The head of a UN atomic weapons team said on Friday that satellite photos show new construction at several sites linked to Saddam's past nuclear efforts. And a US intelligence official said that Iraq has recently stepped up attempts to import industrial equipment that could be used to enrich uranium for use in nuclear weapons. Today journalists untrained in the science of weapons' inspection were taken to the sites identified on the satellite photographs. These included an environmental research laboratory, a pharmaceutical research and production plant, design and engineering offices, and some physics labs.

There was no apparent evidence of the huge amount of pipes, cooling systems, storage tanks and other cauldrons dedicated to the production of nuclear weapons - aside from the three reactor plants which were destroyed by Israel in 1981, the Allies a decade later, and again in 1998. In the absence of weapons inspectors, it was perhaps fitting that the last buildings shown by the satellite image as being a 'clandestine facility' were two air-conditioned structures about double the size of shipping containers.
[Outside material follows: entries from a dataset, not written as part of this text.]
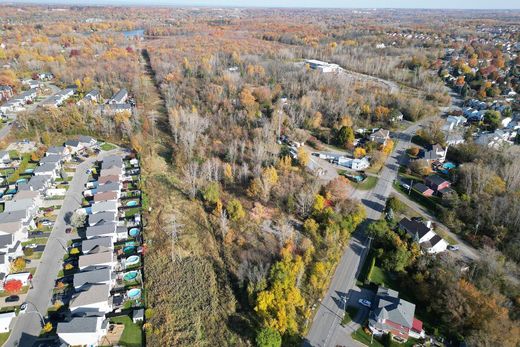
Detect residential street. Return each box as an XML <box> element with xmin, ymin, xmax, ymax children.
<box><xmin>4</xmin><ymin>150</ymin><xmax>120</xmax><ymax>347</ymax></box>
<box><xmin>304</xmin><ymin>118</ymin><xmax>438</xmax><ymax>347</ymax></box>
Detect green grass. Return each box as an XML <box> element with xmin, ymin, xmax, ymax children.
<box><xmin>99</xmin><ymin>142</ymin><xmax>117</xmax><ymax>151</ymax></box>
<box><xmin>352</xmin><ymin>327</ymin><xmax>383</xmax><ymax>347</ymax></box>
<box><xmin>352</xmin><ymin>176</ymin><xmax>378</xmax><ymax>190</ymax></box>
<box><xmin>110</xmin><ymin>316</ymin><xmax>142</xmax><ymax>347</ymax></box>
<box><xmin>0</xmin><ymin>332</ymin><xmax>10</xmax><ymax>346</ymax></box>
<box><xmin>341</xmin><ymin>306</ymin><xmax>359</xmax><ymax>325</ymax></box>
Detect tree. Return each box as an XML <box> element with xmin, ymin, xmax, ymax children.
<box><xmin>298</xmin><ymin>147</ymin><xmax>310</xmax><ymax>167</ymax></box>
<box><xmin>256</xmin><ymin>328</ymin><xmax>282</xmax><ymax>347</ymax></box>
<box><xmin>226</xmin><ymin>199</ymin><xmax>246</xmax><ymax>222</ymax></box>
<box><xmin>70</xmin><ymin>211</ymin><xmax>87</xmax><ymax>229</ymax></box>
<box><xmin>336</xmin><ymin>126</ymin><xmax>356</xmax><ymax>148</ymax></box>
<box><xmin>354</xmin><ymin>147</ymin><xmax>367</xmax><ymax>158</ymax></box>
<box><xmin>4</xmin><ymin>280</ymin><xmax>23</xmax><ymax>295</ymax></box>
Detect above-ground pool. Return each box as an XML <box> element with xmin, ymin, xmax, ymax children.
<box><xmin>128</xmin><ymin>228</ymin><xmax>141</xmax><ymax>237</ymax></box>
<box><xmin>126</xmin><ymin>288</ymin><xmax>141</xmax><ymax>299</ymax></box>
<box><xmin>123</xmin><ymin>246</ymin><xmax>135</xmax><ymax>254</ymax></box>
<box><xmin>123</xmin><ymin>271</ymin><xmax>139</xmax><ymax>281</ymax></box>
<box><xmin>125</xmin><ymin>255</ymin><xmax>141</xmax><ymax>267</ymax></box>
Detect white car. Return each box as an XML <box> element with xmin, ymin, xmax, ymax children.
<box><xmin>358</xmin><ymin>299</ymin><xmax>372</xmax><ymax>307</ymax></box>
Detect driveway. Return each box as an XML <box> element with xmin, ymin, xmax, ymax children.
<box><xmin>4</xmin><ymin>150</ymin><xmax>117</xmax><ymax>347</ymax></box>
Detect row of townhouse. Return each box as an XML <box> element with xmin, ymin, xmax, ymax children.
<box><xmin>57</xmin><ymin>155</ymin><xmax>144</xmax><ymax>346</ymax></box>
<box><xmin>0</xmin><ymin>88</ymin><xmax>38</xmax><ymax>114</ymax></box>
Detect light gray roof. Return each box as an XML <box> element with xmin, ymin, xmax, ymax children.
<box><xmin>0</xmin><ymin>211</ymin><xmax>26</xmax><ymax>223</ymax></box>
<box><xmin>88</xmin><ymin>212</ymin><xmax>116</xmax><ymax>225</ymax></box>
<box><xmin>56</xmin><ymin>317</ymin><xmax>102</xmax><ymax>334</ymax></box>
<box><xmin>69</xmin><ymin>284</ymin><xmax>110</xmax><ymax>310</ymax></box>
<box><xmin>96</xmin><ymin>182</ymin><xmax>121</xmax><ymax>193</ymax></box>
<box><xmin>81</xmin><ymin>236</ymin><xmax>113</xmax><ymax>253</ymax></box>
<box><xmin>74</xmin><ymin>267</ymin><xmax>112</xmax><ymax>287</ymax></box>
<box><xmin>86</xmin><ymin>223</ymin><xmax>116</xmax><ymax>238</ymax></box>
<box><xmin>374</xmin><ymin>287</ymin><xmax>415</xmax><ymax>328</ymax></box>
<box><xmin>34</xmin><ymin>163</ymin><xmax>56</xmax><ymax>173</ymax></box>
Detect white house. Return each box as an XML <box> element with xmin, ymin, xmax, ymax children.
<box><xmin>69</xmin><ymin>284</ymin><xmax>112</xmax><ymax>314</ymax></box>
<box><xmin>56</xmin><ymin>317</ymin><xmax>108</xmax><ymax>346</ymax></box>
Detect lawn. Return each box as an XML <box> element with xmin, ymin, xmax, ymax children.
<box><xmin>352</xmin><ymin>327</ymin><xmax>383</xmax><ymax>347</ymax></box>
<box><xmin>352</xmin><ymin>176</ymin><xmax>377</xmax><ymax>190</ymax></box>
<box><xmin>110</xmin><ymin>316</ymin><xmax>143</xmax><ymax>347</ymax></box>
<box><xmin>341</xmin><ymin>306</ymin><xmax>359</xmax><ymax>325</ymax></box>
<box><xmin>99</xmin><ymin>142</ymin><xmax>117</xmax><ymax>151</ymax></box>
<box><xmin>0</xmin><ymin>332</ymin><xmax>10</xmax><ymax>346</ymax></box>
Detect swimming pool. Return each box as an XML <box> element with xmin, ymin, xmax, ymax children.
<box><xmin>128</xmin><ymin>228</ymin><xmax>141</xmax><ymax>237</ymax></box>
<box><xmin>123</xmin><ymin>271</ymin><xmax>138</xmax><ymax>281</ymax></box>
<box><xmin>126</xmin><ymin>288</ymin><xmax>141</xmax><ymax>299</ymax></box>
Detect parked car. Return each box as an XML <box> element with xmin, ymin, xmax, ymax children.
<box><xmin>5</xmin><ymin>295</ymin><xmax>20</xmax><ymax>302</ymax></box>
<box><xmin>358</xmin><ymin>299</ymin><xmax>372</xmax><ymax>307</ymax></box>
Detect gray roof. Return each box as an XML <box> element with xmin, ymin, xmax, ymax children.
<box><xmin>56</xmin><ymin>317</ymin><xmax>101</xmax><ymax>334</ymax></box>
<box><xmin>81</xmin><ymin>236</ymin><xmax>113</xmax><ymax>254</ymax></box>
<box><xmin>373</xmin><ymin>287</ymin><xmax>415</xmax><ymax>328</ymax></box>
<box><xmin>0</xmin><ymin>211</ymin><xmax>26</xmax><ymax>224</ymax></box>
<box><xmin>88</xmin><ymin>212</ymin><xmax>116</xmax><ymax>225</ymax></box>
<box><xmin>34</xmin><ymin>163</ymin><xmax>56</xmax><ymax>173</ymax></box>
<box><xmin>86</xmin><ymin>223</ymin><xmax>116</xmax><ymax>238</ymax></box>
<box><xmin>74</xmin><ymin>267</ymin><xmax>112</xmax><ymax>287</ymax></box>
<box><xmin>96</xmin><ymin>182</ymin><xmax>121</xmax><ymax>193</ymax></box>
<box><xmin>69</xmin><ymin>284</ymin><xmax>110</xmax><ymax>309</ymax></box>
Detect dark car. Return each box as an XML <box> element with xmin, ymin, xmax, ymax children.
<box><xmin>5</xmin><ymin>295</ymin><xmax>20</xmax><ymax>302</ymax></box>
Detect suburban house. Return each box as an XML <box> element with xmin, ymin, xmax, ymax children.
<box><xmin>413</xmin><ymin>182</ymin><xmax>434</xmax><ymax>197</ymax></box>
<box><xmin>370</xmin><ymin>129</ymin><xmax>390</xmax><ymax>146</ymax></box>
<box><xmin>74</xmin><ymin>267</ymin><xmax>115</xmax><ymax>290</ymax></box>
<box><xmin>108</xmin><ymin>88</ymin><xmax>128</xmax><ymax>105</ymax></box>
<box><xmin>368</xmin><ymin>287</ymin><xmax>425</xmax><ymax>341</ymax></box>
<box><xmin>86</xmin><ymin>222</ymin><xmax>117</xmax><ymax>242</ymax></box>
<box><xmin>88</xmin><ymin>212</ymin><xmax>117</xmax><ymax>226</ymax></box>
<box><xmin>305</xmin><ymin>59</ymin><xmax>340</xmax><ymax>73</ymax></box>
<box><xmin>78</xmin><ymin>251</ymin><xmax>116</xmax><ymax>270</ymax></box>
<box><xmin>399</xmin><ymin>218</ymin><xmax>448</xmax><ymax>254</ymax></box>
<box><xmin>419</xmin><ymin>145</ymin><xmax>448</xmax><ymax>163</ymax></box>
<box><xmin>424</xmin><ymin>175</ymin><xmax>451</xmax><ymax>192</ymax></box>
<box><xmin>81</xmin><ymin>236</ymin><xmax>114</xmax><ymax>254</ymax></box>
<box><xmin>69</xmin><ymin>284</ymin><xmax>112</xmax><ymax>315</ymax></box>
<box><xmin>56</xmin><ymin>317</ymin><xmax>108</xmax><ymax>346</ymax></box>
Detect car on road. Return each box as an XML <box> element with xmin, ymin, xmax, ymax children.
<box><xmin>5</xmin><ymin>295</ymin><xmax>20</xmax><ymax>302</ymax></box>
<box><xmin>358</xmin><ymin>299</ymin><xmax>372</xmax><ymax>307</ymax></box>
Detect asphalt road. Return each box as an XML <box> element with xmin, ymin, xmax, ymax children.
<box><xmin>4</xmin><ymin>150</ymin><xmax>116</xmax><ymax>347</ymax></box>
<box><xmin>304</xmin><ymin>119</ymin><xmax>428</xmax><ymax>347</ymax></box>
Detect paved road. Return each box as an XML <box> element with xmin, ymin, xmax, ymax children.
<box><xmin>304</xmin><ymin>119</ymin><xmax>429</xmax><ymax>347</ymax></box>
<box><xmin>4</xmin><ymin>150</ymin><xmax>116</xmax><ymax>347</ymax></box>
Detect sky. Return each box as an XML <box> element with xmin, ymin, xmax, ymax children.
<box><xmin>4</xmin><ymin>0</ymin><xmax>520</xmax><ymax>9</ymax></box>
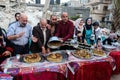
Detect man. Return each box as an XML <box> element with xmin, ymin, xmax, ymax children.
<box><xmin>55</xmin><ymin>12</ymin><xmax>74</xmax><ymax>42</ymax></box>
<box><xmin>0</xmin><ymin>28</ymin><xmax>13</xmax><ymax>64</ymax></box>
<box><xmin>30</xmin><ymin>19</ymin><xmax>51</xmax><ymax>54</ymax></box>
<box><xmin>47</xmin><ymin>15</ymin><xmax>58</xmax><ymax>36</ymax></box>
<box><xmin>7</xmin><ymin>14</ymin><xmax>32</xmax><ymax>55</ymax></box>
<box><xmin>8</xmin><ymin>12</ymin><xmax>20</xmax><ymax>27</ymax></box>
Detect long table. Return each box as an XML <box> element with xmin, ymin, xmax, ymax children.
<box><xmin>1</xmin><ymin>50</ymin><xmax>115</xmax><ymax>80</ymax></box>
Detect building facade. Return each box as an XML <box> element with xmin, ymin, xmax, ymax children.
<box><xmin>80</xmin><ymin>0</ymin><xmax>112</xmax><ymax>21</ymax></box>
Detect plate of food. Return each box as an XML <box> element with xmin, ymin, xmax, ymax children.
<box><xmin>92</xmin><ymin>48</ymin><xmax>106</xmax><ymax>57</ymax></box>
<box><xmin>46</xmin><ymin>51</ymin><xmax>68</xmax><ymax>63</ymax></box>
<box><xmin>20</xmin><ymin>53</ymin><xmax>44</xmax><ymax>63</ymax></box>
<box><xmin>72</xmin><ymin>49</ymin><xmax>93</xmax><ymax>59</ymax></box>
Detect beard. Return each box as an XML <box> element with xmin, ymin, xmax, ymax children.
<box><xmin>20</xmin><ymin>23</ymin><xmax>26</xmax><ymax>27</ymax></box>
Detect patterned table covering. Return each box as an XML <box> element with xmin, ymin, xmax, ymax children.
<box><xmin>2</xmin><ymin>50</ymin><xmax>115</xmax><ymax>77</ymax></box>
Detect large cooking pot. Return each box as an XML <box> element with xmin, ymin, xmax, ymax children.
<box><xmin>47</xmin><ymin>36</ymin><xmax>62</xmax><ymax>49</ymax></box>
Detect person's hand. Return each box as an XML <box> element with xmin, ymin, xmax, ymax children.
<box><xmin>77</xmin><ymin>33</ymin><xmax>82</xmax><ymax>37</ymax></box>
<box><xmin>16</xmin><ymin>32</ymin><xmax>25</xmax><ymax>38</ymax></box>
<box><xmin>42</xmin><ymin>47</ymin><xmax>46</xmax><ymax>54</ymax></box>
<box><xmin>84</xmin><ymin>40</ymin><xmax>87</xmax><ymax>44</ymax></box>
<box><xmin>32</xmin><ymin>36</ymin><xmax>38</xmax><ymax>42</ymax></box>
<box><xmin>47</xmin><ymin>48</ymin><xmax>50</xmax><ymax>53</ymax></box>
<box><xmin>2</xmin><ymin>51</ymin><xmax>11</xmax><ymax>56</ymax></box>
<box><xmin>46</xmin><ymin>24</ymin><xmax>51</xmax><ymax>29</ymax></box>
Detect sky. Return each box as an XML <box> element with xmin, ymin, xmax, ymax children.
<box><xmin>41</xmin><ymin>0</ymin><xmax>70</xmax><ymax>4</ymax></box>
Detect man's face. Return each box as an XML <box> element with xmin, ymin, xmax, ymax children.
<box><xmin>40</xmin><ymin>20</ymin><xmax>47</xmax><ymax>28</ymax></box>
<box><xmin>61</xmin><ymin>13</ymin><xmax>68</xmax><ymax>22</ymax></box>
<box><xmin>20</xmin><ymin>17</ymin><xmax>28</xmax><ymax>27</ymax></box>
<box><xmin>50</xmin><ymin>16</ymin><xmax>57</xmax><ymax>23</ymax></box>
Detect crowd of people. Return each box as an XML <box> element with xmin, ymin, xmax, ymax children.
<box><xmin>0</xmin><ymin>12</ymin><xmax>118</xmax><ymax>63</ymax></box>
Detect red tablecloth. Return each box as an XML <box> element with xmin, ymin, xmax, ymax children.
<box><xmin>109</xmin><ymin>51</ymin><xmax>120</xmax><ymax>74</ymax></box>
<box><xmin>68</xmin><ymin>56</ymin><xmax>115</xmax><ymax>80</ymax></box>
<box><xmin>75</xmin><ymin>62</ymin><xmax>112</xmax><ymax>80</ymax></box>
<box><xmin>14</xmin><ymin>71</ymin><xmax>66</xmax><ymax>80</ymax></box>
Inside, mushroom were being grown in the dark on horse manure.

Tuwaitha has a less innocent past. It was at the centre of Saddam's efforts to build a nuclear device, but it has been regularly inspected, the last time in January, by the International Atomic Energy Agency.

Today the only nuclear activity that could be seen was a storage plant for contaminated water and a bunker housing 168 tons of uranium oxide which is under the IAEA's supervision.

The director of the facility, Dr Fa'iz Berkder, said: 'We don't want the UN inspectors back here because they do not tell the truth. So we have opened Tuwaitha to the international media because you will tell the world the truth - that there is no nuclear programme here, or anywhere else in Iraq.'

The Russian-built Tamuz I and French-built Tamuz II reactors as well as the Italian-built Tamuz 14 reactors are in ruins. Most of their fuel cells were moved to Russia in '1992 or 1993', Iraqi officials said. The vast pipes and silos were blasted full of holes. But the compound remains heavily guarded and surrounded by earth ramparts at least 100 feet high.

Yassin Ramadan Taha, the Iraqi vice president, insisted yesterday: 'There is no such thing (as a nuclear programme). They are telling lies and lies to make others believe them.'

But the propaganda war continues with a pledge from George Bush to reveal to the UN Security Council this week the extent of the threat posed by Saddam and more allegations that Saddam met Osama bin Laden twice - and tried to have his own son, Uday, killed.

No links between Bin Laden and Saddam have been proved although the Iraqi leader has backed terrorist groups in the past, among them Abu Nidal's organisation. But Iraqi exiles, many of them seeking safe haven in America, have alleged close links between the Saudi-born terrorist and Saddam.

Today a woman who claims to have been a long-time mistress of the Iraqi leader told ABC News that the two men met twice. Parisoula Lampsos said she saw Bin Laden in one of Saddam's palaces in the late 1980s. She said Saddam's son, Uday, told her Saddam also met Bin Laden in 1996.